The story below is up on SolveClimate and also got picked up by WSJ's blog, Environmental Capital. It's about how the WSJ editorial page is continuing to do what it has been doing for a long time, denying global warming, BUT now given Murdoch ownership and the pledge NewsCorp has made to be carbon neutral by 2010, there's a new opportunity to pressure for change: by pushing on the brand promise.
Carbon neutral by 2010 but still publishing global warming denialist drivel from the editorial page? Nothing compromises a brand more than glaring hypocrisy. And the disservice the paper does to the business community, which is grappling with the transformation to a low carbon economy, is astonishing.
In short, the WSJ's editorial position on global warming is UNSUSTAINABLE! especially if the spotlight shines uncompromisingly on those greenhouse asses. Here's the story from SolveClimate.
The editorial page of the Wall Street Journal struck again on Wednesday with another intellectually dishonest screed related to global climactic disruption, which they continue to deny.
We've documented before how the WSJ editorial pages get their content spoon-fed from the global warming denialist fringe, and this latest offering called "Greenhouse Affect" has not strayed far from the nut house. It's unclear where the scribblers of opinion there get their news. They'd do well to read the honest work of their very own reporters on climate and energy, in the reality-based pages of their very own newspaper.
Because it's an otherwise excellent newspaper whose brand value gets diminished every time the editorial writers say something else irresponsible and unconstructive about the most significant economic and financial transformation of the present age.
The financial world, as well as the progress of corporations and technological advancement, rely on empirical science. It provides the foundation of the global economic system, a measure of truth and certainty that all players count on. So what are we to make of opinions -- in a pre-eminent financial newspaper -- that are intellectually dishonest about facts, distort truth and lead its readers astray?
Take the measure for yourself as you read their latest piece about biofuels. Two scientific studies were just published which demonstrated that biofuels are worse for the environment than fossil fuels. WSJ uses it as an opportunity to attack environmentalists, and concluded this way:
Yet special blame also belongs to the environmentalists, who are engaged in a grand bait-and-switch. They stir up a panic about global warming, and Washington responds to the political incentives. Then those policies don't work and the greens immediately begin pushing a new substitute, whose outcomes and costs are equally uncertain. But somehow, that never seems to discredit the entire enterprise and taxpayers keep footing the subsidy bill. Our guess is that these new revelations will also be ignored. They're too embarrassing.
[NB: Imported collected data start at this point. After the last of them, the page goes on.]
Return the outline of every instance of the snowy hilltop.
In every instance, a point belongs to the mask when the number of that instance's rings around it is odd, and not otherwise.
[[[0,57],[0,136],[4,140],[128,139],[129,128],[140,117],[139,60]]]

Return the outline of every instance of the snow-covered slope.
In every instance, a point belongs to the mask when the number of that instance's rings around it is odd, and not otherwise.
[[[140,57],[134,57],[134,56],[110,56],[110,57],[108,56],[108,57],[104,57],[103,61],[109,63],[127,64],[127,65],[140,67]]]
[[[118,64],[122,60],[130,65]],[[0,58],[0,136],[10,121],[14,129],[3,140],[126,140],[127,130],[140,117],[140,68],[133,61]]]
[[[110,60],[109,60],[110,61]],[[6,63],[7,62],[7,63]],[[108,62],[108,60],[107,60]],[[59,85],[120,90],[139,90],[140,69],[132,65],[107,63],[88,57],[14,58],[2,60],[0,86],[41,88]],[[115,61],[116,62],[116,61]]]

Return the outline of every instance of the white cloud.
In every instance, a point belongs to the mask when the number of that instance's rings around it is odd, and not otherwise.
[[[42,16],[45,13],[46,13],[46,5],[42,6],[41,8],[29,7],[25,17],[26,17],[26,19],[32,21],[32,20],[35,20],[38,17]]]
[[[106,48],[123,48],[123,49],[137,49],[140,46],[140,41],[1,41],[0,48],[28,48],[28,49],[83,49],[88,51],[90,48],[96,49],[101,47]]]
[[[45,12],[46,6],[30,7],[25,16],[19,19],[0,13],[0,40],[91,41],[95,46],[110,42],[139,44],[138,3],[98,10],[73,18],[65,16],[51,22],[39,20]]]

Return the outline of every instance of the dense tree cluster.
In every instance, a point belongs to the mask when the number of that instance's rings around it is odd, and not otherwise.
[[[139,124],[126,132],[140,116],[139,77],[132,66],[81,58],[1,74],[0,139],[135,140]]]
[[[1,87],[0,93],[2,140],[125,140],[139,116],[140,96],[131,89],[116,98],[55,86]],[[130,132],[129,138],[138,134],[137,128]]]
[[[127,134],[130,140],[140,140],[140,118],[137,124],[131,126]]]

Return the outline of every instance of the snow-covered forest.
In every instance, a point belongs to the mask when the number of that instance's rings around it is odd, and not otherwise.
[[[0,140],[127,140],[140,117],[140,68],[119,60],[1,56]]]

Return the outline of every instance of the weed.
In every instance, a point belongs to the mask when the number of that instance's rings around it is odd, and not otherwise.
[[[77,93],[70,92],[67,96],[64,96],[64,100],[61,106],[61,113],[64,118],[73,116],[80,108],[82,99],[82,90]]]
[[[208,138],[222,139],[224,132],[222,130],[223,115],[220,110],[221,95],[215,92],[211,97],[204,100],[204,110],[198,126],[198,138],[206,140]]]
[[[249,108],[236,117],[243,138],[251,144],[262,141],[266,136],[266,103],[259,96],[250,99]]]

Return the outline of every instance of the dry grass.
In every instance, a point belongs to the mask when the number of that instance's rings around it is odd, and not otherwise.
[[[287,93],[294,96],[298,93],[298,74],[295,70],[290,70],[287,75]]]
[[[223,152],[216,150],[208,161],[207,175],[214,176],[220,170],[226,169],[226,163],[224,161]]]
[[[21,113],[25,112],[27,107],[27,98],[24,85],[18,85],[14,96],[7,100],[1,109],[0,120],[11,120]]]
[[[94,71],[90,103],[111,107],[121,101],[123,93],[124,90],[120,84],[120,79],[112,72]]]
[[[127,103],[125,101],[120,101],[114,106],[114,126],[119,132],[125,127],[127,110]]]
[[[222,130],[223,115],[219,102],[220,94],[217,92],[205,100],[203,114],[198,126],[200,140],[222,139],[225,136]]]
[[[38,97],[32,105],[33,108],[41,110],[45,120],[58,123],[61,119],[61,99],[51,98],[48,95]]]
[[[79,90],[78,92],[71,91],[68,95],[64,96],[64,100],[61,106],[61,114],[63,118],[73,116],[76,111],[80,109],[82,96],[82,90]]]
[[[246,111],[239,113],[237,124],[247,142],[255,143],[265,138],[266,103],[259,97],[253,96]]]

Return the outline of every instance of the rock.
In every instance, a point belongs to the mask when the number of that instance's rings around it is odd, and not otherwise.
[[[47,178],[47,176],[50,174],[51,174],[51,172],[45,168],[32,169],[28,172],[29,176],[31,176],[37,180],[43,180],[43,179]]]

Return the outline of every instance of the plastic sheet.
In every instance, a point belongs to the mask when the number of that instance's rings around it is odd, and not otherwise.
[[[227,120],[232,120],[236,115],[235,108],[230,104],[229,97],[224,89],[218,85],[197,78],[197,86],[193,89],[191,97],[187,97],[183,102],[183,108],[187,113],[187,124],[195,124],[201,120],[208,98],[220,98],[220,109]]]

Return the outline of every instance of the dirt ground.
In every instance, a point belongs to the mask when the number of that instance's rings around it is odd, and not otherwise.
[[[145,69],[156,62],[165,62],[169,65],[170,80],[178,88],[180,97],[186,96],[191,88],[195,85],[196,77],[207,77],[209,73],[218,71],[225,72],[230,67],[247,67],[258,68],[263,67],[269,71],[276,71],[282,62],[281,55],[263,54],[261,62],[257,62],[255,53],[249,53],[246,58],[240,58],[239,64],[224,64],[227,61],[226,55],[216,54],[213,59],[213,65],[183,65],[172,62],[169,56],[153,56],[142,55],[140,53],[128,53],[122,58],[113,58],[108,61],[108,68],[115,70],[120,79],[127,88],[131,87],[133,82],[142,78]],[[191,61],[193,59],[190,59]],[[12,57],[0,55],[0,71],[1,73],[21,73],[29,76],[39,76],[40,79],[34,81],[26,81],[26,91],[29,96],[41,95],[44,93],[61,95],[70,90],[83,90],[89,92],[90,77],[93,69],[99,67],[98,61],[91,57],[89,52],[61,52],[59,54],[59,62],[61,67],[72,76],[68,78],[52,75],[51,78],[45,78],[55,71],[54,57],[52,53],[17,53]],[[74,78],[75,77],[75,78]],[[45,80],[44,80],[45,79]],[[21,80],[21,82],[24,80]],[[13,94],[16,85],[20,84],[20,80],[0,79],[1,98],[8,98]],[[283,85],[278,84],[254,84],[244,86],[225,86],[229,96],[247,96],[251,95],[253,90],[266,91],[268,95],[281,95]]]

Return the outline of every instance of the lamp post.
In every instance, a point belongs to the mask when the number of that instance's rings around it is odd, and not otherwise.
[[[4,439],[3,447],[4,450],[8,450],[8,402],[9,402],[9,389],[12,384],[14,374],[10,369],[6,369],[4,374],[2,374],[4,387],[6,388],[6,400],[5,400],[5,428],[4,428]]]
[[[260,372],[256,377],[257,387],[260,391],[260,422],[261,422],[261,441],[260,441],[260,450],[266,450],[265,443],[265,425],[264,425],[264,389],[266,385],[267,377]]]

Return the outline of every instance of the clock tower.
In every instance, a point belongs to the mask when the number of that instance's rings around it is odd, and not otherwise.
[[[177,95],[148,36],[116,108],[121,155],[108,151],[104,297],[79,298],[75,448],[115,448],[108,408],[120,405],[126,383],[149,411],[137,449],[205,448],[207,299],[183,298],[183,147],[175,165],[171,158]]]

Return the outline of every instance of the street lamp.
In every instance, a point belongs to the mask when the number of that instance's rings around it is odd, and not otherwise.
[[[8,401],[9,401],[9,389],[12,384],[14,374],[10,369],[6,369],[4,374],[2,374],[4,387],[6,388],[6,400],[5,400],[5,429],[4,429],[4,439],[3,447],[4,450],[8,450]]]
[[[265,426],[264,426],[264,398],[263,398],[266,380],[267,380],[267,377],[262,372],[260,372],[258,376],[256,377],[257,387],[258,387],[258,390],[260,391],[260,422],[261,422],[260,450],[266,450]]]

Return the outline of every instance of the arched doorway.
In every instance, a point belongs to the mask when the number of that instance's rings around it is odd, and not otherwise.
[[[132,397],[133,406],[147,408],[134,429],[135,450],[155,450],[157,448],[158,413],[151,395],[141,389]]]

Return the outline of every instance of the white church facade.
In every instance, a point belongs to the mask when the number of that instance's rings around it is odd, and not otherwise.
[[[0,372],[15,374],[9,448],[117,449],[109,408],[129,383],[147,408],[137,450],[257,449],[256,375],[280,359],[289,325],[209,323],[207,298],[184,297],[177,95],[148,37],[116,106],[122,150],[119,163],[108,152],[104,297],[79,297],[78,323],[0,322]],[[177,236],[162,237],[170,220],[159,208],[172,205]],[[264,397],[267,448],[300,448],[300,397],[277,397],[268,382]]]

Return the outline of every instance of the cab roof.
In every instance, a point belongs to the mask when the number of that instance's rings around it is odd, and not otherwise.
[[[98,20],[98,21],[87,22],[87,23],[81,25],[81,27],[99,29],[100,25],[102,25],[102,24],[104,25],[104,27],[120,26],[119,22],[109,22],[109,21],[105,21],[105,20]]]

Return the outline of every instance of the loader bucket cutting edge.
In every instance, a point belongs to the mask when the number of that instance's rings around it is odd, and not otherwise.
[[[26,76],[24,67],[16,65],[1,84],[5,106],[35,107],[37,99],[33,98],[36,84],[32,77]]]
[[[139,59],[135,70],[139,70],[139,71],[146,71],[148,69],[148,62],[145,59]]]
An interesting theory that overlooks crucial facts. Washington's oversize support for biofuels in the Energy Bill was not put together to please environmentalists, nor to respond to global warming. It was a move designed to reduce "energy dependence" on foreign oil and as an enormous giveaway to agribusiness interests. Oops.
It's worth noting, by contrast, what another newspaper had to say about the new research on biofuels. Here's how the San Francisco Chronicle concluded its piece:
Today's biofuel industry needs to change rapidly in order to avoid worsening the climate-change problem, but doing so will put it on a path toward a sustainable and profitable future. Global agriculture can produce enough food and fuel for our growing world - but we need to make sure that the cheapest way of doing so is also the best for our planet and people.
There's a positive spirit!
It's also worth noting what Edison Electric Institute President Tom Kuhn had to say at his annual "state of the industry" speech to Wall Street on the very same same day.
We always look forward to our annual briefing to talk to you about the key issues that are facing the electric utility industry. This year may mark a watershed in the way that our nation thinks about and addresses energy—how we get it, how we use it, and how much it costs. What is happening in our industry is the beginning of a transformation. And much of this transformation is the result of the need to address the issue of global climate change.
If the chief spokesman of the electric utility industry can say those simple words, you'd think the WSJ editorial writers could, too.